The UAE – Indonesia CEPA

The UAE – Indonesia Comprehensive Economic Partnership Agreement (CEPA), the bilateral free trade agreement was signed with the aim to increase trade and investment between the two countries. The Agreement was signed in the presence of Joko Widodo, President of Indonesia and His Highness Sheikh Mohamed bin Zayed Al Nahyan, President of the UAE in July 2022.

According to the UAE Minister of State for Foreign Trade HE Dr. Thani bin Ahmed Al Zeyoudi, the trade pact would create 55,000 highly skilled jobs in the UAE and add about $4.6 billion to the GDP as the exports are estimated to increase by $3.2 billion and the imports by $2.6 billion by 2030.

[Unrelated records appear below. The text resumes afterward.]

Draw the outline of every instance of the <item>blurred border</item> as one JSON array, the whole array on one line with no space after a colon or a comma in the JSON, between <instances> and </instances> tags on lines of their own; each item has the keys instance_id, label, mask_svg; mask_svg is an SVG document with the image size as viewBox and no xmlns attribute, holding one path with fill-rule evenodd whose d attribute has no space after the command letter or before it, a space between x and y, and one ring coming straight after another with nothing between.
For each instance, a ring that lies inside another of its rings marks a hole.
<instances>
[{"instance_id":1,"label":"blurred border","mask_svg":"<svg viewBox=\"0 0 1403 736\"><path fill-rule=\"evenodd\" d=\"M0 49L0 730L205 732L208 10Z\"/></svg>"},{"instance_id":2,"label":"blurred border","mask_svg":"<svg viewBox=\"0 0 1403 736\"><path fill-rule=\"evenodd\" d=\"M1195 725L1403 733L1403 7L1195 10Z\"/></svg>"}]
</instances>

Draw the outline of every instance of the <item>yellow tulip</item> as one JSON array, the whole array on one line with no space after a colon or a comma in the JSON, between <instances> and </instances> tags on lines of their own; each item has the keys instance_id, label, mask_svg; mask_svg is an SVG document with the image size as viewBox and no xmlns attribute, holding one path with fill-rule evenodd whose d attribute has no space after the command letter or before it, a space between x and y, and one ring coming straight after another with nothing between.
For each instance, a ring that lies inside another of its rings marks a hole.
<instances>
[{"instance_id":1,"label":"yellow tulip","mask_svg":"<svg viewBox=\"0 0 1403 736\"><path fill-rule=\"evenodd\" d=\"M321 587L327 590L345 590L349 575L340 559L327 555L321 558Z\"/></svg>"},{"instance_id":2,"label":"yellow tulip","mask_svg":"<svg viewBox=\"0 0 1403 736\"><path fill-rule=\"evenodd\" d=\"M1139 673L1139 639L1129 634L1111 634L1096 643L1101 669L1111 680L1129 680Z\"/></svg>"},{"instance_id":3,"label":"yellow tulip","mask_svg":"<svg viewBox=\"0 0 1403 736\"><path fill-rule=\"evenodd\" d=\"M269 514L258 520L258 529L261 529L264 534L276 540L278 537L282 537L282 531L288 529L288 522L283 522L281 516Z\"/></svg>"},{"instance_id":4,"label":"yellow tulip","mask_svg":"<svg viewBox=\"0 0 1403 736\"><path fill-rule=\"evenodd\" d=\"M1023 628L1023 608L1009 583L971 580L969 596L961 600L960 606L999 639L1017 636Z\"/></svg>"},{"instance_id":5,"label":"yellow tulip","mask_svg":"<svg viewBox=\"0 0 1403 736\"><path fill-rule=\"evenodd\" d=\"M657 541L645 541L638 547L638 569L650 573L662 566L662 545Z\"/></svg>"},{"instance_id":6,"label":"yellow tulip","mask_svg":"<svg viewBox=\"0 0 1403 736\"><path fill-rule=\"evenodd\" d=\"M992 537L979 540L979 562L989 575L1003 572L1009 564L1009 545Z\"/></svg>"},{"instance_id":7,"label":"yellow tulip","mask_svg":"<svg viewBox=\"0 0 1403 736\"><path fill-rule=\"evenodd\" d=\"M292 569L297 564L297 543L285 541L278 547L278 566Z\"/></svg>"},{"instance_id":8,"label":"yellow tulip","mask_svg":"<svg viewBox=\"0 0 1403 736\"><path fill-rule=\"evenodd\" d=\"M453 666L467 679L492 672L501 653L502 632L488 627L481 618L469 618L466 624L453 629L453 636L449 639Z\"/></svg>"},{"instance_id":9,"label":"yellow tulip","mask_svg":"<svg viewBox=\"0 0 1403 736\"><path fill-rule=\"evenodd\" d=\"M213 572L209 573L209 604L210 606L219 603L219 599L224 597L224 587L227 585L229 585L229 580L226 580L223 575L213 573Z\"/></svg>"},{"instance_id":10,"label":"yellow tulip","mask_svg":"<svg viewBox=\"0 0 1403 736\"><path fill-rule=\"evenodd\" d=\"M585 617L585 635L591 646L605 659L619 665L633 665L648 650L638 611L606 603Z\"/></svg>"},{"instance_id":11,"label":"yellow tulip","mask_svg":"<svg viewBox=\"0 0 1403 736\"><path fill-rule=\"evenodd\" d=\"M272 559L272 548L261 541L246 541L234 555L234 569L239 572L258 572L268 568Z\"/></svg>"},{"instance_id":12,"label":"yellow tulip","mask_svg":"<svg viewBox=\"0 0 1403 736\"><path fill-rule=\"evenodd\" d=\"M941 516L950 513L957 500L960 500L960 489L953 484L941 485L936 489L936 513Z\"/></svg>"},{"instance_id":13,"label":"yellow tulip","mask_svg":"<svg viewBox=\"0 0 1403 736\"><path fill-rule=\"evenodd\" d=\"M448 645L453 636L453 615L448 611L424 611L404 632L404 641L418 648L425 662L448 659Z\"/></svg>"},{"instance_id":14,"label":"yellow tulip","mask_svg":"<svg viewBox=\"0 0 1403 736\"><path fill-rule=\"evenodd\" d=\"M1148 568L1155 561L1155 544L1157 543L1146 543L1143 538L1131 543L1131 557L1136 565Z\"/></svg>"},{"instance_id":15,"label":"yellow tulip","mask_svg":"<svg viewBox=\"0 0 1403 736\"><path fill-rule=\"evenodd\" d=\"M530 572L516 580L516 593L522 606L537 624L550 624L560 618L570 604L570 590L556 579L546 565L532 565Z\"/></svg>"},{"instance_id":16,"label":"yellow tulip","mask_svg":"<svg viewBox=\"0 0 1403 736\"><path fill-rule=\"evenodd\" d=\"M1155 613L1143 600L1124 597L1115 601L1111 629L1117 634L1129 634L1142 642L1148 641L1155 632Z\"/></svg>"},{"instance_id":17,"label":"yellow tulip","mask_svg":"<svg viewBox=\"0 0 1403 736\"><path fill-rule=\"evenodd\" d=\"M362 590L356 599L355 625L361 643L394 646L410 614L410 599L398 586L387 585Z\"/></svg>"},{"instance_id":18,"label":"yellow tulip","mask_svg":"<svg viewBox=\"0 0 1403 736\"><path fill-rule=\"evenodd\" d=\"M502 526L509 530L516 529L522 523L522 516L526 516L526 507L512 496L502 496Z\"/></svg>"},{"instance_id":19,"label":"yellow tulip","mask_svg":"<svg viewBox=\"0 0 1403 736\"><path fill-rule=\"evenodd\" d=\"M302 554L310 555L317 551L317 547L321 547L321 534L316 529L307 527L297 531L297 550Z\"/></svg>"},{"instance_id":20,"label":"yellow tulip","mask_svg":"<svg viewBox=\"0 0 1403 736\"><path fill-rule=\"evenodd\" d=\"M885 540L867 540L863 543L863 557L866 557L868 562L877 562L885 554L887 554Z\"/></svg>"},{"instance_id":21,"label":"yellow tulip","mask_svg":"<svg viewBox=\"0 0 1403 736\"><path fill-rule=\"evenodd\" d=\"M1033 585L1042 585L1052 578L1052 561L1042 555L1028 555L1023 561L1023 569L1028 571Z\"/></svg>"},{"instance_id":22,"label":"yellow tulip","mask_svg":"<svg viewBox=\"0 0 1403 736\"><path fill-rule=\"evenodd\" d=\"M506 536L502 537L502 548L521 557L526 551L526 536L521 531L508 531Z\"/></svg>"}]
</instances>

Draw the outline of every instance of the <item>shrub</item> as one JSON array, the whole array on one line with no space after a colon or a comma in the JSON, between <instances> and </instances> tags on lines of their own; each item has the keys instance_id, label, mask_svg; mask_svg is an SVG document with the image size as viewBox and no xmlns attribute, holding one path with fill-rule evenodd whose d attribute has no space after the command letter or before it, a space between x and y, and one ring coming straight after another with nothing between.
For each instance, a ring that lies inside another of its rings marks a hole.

Under the UAE – Indonesia CEPA, both countries will eliminate or reduce tariffs on a wide range of goods and services. This will make it easier and economical for businesses in both countries to trade with each other. Under the far-reaching trade deal, over 80 percent of UAE exports will gain immediate duty-free access to Indonesia. The agreement also includes provisions for the protection of intellectual property rights, the promotion of e-commerce, and the facilitation of investment.

The UAE and Indonesia are both important economies in their respective regions and the CEPA is expected to strengthen their economic ties. The agreement is also significant as it is the first trade agreement between the UAE and a Southeast Asian country.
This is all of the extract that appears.